Bullying
por marcoferreira em Mar.09, 2010, categorias: Geral, Sociedade
O caso quase que começa a cair no esquecimento depois de alguns dias de grande destaque nos media nacionais, no entanto é agora que venho pegar nisto, mais por falta de tempo do que por qualquer outro motivo.
É profundamente triste a noticia da morte de uma criança seja em que circunstância for. Torna-se ainda mais grave quando associada a uma situação de violência entre crianças, neste caso violência psicológica acima de tudo.
Parece que este fenómeno, o muito falado bullying, está a alastrar no nosso querido Portugal. E porquê?

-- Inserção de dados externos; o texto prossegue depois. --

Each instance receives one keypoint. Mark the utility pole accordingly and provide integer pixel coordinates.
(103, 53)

Bem, antes de mais não creio que o bullying se esteja, na realidade, a alastrar. É um algo que existe há muitos anos e sem agravamentos, avanços e recuos. É algo que está inerente às crianças e ao seu processo de crescimento e socialização. O que tem mudado, fazendo dessa forma parecer que o fenómeno se alastra, é a mentalidade da sociedade, dos mais velhos. Para melhorar a compreensão quanto a isto nada melhor que a exemplos mais práticos.
De volta aos meus tempos de escola (algures entre a primária e o básico) fui-me deparando com situações idênticas às que se passam hoje, às que se passaram na fatídica escola de Mirandela. No entanto, à altura, em situações de violência psicológica ou até mesmo física entre crianças a situação era prontamente resolvida pelo professor com NO MÍNIMO uma valente reprimenda, algo que fazia o aluno repensar a atitude e habitualmente parar ou suspender a sua actividade. Em casos de reincidência a coisa podia mesmo chegar a um belo “tabefe” (uso esta expressão porque efectivamente me lembro da minha primeira professora a utilizar junto de uma aluna com a ameaça de a mesma levar um par destes caso não parasse com as suas atitudes). E atenção que isto não ficava pela escola. Chegando a casa depois de uma reunião com o professor ou um recadinho na mítica “Caderneta do Aluno”, os pais também tratariam do assunto junto do filho prevaricador.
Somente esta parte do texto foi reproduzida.